291 static mem_attrs *
292 get_mem_attrs (HOST_WIDE_INT alias, tree expr, rtx offset, rtx size, in emit-rtl.c
293 unsigned int align, enum machine_mode mode)
294 {
295 mem_attrs attrs;
296 void **slot;
297
298 /* If everything is the default, we can just return zero.
299 This must match what the corresponding MEM_* macros return when the
300 field is not present. */
301 if (alias == 0 && expr == 0 && offset == 0
302 && (size == 0
303 || (mode != BLKmode && GET_MODE_SIZE (mode) == INTVAL (size)))
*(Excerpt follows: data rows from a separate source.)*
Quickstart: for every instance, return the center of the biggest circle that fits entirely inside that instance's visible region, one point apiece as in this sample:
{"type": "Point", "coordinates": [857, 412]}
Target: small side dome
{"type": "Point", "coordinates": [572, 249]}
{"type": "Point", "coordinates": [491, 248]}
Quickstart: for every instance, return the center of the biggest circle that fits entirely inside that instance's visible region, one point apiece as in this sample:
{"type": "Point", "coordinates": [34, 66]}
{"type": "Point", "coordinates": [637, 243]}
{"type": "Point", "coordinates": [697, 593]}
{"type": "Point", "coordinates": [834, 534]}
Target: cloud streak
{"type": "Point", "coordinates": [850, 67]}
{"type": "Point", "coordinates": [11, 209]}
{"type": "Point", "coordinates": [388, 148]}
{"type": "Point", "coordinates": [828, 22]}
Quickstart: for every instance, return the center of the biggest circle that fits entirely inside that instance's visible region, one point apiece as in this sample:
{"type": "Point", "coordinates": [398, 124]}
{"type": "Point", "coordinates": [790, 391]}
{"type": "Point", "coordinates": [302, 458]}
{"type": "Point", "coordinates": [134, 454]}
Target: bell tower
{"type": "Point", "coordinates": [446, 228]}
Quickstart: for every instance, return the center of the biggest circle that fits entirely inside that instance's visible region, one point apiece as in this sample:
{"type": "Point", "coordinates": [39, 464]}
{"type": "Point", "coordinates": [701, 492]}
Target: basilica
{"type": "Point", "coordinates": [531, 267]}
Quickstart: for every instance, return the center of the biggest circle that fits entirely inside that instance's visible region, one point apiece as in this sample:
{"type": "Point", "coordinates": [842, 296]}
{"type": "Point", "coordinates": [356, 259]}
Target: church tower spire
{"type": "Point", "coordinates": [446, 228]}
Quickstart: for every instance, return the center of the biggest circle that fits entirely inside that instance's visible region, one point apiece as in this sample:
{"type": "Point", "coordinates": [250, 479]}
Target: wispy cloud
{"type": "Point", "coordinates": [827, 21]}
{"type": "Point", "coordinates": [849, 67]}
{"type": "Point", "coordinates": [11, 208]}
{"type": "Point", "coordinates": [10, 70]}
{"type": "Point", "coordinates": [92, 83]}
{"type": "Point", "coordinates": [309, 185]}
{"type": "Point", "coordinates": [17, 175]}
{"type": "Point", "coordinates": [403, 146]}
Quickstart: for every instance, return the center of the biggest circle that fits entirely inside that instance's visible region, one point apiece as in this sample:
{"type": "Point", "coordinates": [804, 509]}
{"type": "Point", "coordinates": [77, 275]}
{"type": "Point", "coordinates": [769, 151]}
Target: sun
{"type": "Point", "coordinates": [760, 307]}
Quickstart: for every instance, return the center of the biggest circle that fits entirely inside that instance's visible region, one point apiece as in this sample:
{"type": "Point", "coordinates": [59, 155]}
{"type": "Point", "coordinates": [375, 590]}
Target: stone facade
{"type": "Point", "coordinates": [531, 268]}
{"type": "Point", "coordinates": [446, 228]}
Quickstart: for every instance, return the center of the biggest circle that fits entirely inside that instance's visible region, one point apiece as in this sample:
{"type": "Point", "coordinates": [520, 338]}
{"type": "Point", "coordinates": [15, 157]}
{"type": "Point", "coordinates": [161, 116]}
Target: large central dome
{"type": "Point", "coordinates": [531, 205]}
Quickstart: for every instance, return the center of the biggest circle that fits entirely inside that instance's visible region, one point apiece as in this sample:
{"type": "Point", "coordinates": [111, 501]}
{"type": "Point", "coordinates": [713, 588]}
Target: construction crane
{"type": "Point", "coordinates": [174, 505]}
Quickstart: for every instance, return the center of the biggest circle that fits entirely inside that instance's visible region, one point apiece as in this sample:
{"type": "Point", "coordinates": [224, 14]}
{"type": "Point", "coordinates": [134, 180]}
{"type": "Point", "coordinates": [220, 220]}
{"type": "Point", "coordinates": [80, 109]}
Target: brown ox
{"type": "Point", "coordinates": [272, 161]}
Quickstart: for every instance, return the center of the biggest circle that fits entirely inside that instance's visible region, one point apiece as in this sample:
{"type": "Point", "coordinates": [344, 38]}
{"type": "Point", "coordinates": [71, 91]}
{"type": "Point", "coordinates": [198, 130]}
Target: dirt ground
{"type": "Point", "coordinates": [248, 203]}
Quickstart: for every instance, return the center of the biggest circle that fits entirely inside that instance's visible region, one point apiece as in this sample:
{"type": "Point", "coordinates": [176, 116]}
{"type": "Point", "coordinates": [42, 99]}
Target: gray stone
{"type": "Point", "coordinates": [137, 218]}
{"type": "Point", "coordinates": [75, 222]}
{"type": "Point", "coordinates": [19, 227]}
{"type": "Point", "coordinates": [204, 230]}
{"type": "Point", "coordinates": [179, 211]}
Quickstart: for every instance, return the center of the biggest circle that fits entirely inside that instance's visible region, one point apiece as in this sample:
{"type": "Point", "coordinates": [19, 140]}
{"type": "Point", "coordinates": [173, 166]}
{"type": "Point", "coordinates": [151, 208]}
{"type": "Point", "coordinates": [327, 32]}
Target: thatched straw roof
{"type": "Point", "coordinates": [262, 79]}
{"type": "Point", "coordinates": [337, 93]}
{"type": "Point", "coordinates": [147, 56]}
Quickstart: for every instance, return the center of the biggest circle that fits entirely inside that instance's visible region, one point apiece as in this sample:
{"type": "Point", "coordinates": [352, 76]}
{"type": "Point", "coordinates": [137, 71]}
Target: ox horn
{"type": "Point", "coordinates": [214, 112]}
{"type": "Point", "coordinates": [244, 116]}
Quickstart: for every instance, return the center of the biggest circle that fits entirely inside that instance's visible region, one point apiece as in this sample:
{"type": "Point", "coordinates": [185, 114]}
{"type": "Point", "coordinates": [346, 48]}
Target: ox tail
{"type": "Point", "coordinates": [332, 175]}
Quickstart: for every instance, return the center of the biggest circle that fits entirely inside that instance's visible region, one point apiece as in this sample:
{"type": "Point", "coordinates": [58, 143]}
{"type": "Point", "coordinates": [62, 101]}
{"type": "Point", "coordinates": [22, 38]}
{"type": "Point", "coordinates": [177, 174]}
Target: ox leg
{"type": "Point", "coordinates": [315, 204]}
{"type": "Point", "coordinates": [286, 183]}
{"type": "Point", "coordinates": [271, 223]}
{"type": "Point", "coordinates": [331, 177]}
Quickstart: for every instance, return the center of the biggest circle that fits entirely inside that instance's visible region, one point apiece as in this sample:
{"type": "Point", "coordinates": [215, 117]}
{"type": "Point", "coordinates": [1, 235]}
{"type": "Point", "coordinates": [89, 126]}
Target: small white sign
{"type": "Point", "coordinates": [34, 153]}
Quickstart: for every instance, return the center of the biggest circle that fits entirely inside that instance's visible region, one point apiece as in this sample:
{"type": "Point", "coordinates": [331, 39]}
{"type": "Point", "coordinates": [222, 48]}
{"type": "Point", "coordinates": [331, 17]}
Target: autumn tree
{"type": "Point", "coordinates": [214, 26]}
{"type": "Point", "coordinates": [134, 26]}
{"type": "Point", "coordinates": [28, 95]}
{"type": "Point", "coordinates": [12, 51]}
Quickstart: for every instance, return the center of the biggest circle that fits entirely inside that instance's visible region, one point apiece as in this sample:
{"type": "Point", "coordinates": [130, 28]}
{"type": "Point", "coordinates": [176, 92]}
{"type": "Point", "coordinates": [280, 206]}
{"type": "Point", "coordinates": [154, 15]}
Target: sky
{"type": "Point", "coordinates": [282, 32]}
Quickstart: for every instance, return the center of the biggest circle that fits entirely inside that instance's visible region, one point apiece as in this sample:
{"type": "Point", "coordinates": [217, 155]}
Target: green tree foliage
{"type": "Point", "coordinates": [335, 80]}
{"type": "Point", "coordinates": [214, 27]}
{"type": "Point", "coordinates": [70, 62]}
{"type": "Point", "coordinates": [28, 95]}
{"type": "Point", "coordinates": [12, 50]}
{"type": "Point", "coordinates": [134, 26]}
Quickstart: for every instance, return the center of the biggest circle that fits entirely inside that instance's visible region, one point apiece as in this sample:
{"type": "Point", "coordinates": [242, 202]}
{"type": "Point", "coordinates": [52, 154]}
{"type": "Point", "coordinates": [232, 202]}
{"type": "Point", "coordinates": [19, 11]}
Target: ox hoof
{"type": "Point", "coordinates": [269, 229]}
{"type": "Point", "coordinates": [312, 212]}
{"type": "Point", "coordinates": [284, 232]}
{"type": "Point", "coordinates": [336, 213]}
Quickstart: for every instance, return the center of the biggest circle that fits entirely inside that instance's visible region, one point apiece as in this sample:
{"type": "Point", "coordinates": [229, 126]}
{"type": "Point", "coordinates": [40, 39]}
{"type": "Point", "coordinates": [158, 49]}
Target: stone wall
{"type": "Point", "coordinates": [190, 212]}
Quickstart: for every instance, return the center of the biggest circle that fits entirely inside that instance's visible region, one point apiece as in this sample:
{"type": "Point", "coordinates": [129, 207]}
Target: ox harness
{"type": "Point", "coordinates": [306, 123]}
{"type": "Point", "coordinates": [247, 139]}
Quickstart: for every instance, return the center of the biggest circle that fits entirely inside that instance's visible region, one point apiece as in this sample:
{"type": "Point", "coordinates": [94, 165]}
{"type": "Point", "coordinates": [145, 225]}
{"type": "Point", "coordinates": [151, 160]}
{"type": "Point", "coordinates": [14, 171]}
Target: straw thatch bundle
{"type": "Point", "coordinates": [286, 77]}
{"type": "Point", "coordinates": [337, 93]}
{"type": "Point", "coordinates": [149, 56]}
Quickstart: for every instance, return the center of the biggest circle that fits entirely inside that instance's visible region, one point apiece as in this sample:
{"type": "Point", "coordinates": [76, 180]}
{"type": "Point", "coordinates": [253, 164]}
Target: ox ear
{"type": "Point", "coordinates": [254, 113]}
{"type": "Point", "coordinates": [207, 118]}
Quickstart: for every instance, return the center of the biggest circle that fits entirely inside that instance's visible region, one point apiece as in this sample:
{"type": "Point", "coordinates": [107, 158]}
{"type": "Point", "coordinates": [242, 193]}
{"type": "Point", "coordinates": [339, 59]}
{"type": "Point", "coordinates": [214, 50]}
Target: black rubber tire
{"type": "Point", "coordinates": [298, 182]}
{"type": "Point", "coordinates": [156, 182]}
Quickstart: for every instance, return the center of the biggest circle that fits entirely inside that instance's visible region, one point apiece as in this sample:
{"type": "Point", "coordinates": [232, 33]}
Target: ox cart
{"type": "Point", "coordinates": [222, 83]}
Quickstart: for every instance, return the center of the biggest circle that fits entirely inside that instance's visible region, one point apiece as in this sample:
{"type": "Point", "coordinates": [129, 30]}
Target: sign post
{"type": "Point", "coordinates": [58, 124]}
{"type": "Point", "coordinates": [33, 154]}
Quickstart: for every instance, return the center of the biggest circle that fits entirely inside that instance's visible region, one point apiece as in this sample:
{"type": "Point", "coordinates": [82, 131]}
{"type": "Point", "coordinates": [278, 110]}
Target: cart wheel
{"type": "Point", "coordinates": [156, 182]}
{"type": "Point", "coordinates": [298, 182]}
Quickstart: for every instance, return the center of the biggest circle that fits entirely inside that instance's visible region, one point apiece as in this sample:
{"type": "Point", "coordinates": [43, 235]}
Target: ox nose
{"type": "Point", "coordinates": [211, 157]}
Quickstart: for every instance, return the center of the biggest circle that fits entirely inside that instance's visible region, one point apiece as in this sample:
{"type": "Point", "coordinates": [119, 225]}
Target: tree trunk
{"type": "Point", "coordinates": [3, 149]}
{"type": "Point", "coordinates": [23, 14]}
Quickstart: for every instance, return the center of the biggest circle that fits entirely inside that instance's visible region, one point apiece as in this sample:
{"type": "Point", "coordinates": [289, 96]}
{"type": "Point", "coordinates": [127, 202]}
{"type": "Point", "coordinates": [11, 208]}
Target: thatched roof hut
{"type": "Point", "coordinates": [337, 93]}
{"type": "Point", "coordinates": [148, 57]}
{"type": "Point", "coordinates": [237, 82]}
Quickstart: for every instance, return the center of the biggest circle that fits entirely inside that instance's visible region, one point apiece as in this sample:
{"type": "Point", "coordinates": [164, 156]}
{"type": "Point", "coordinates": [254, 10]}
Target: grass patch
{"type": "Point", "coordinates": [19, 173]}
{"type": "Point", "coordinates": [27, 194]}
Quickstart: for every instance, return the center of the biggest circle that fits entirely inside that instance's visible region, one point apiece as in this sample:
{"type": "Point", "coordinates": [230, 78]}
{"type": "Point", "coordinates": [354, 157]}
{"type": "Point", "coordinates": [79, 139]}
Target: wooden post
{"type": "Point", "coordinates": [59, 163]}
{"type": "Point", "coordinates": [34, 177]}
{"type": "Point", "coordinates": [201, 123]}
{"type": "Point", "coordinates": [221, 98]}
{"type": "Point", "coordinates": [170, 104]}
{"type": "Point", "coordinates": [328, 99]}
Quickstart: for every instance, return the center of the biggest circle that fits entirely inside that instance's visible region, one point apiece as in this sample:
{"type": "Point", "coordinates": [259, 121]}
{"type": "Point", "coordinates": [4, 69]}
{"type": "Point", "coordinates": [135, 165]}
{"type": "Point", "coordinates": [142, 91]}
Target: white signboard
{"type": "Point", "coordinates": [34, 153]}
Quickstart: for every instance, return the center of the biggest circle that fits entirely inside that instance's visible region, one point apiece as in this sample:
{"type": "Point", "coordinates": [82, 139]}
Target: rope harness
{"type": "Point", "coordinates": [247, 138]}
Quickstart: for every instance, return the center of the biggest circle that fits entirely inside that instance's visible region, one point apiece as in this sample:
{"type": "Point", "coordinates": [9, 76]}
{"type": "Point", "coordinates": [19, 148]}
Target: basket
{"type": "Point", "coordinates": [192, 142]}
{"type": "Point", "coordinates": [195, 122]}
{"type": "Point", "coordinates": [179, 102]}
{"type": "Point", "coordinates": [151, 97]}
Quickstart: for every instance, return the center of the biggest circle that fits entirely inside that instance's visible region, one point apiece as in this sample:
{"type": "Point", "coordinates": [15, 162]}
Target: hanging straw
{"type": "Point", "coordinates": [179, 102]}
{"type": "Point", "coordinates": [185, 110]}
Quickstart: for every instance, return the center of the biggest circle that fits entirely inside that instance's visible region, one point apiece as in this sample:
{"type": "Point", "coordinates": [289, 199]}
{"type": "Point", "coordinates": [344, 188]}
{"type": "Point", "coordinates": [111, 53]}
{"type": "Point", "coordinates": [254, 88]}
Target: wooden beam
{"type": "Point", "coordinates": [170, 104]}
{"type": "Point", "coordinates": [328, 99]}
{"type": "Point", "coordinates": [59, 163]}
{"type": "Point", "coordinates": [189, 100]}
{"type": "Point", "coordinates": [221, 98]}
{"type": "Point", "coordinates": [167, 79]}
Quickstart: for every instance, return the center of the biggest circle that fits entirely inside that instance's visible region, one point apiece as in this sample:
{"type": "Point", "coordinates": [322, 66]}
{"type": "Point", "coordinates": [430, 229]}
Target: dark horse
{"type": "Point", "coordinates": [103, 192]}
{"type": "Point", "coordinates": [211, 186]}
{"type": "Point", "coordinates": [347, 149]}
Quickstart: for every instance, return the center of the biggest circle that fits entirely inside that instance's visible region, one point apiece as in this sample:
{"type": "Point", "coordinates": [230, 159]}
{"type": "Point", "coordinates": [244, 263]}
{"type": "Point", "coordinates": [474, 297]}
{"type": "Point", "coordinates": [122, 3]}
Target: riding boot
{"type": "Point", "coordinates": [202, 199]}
304 && (STRICT_ALIGNMENT && mode != BLKmode
305 ? align == GET_MODE_ALIGNMENT (mode) : align == BITS_PER_UNIT))
306 return 0;
307
308 attrs.alias = alias;
309 attrs.expr = expr;
310 attrs.offset = offset;
311 attrs.size = size;
312 attrs.align = align;
313
314 slot = htab_find_slot (mem_attrs_htab , &attrs, INSERT);
315 if (*slot == 0)
316 {
317 *slot = ggc_alloc (sizeof (mem_attrs));
318 memcpy (*slot, &attrs, sizeof (mem_attrs));
319 }
320
321 return *slot;
322 }
All instances of mem_attrs are cached within hash table of mem_attrs_htab to accelerate the searching; and every memory-attribute-set is a signleton. See normally, every declaration of the same type would have the same memory attribute set.
Back assemble_variable , at line 1458, maybe_assemble_visibility just handles declaraction with attribute of “visibility”. The function will invoke back-end hook to output names with visibility described. We skip its handling here, [6] gives a detailed description about this attribute.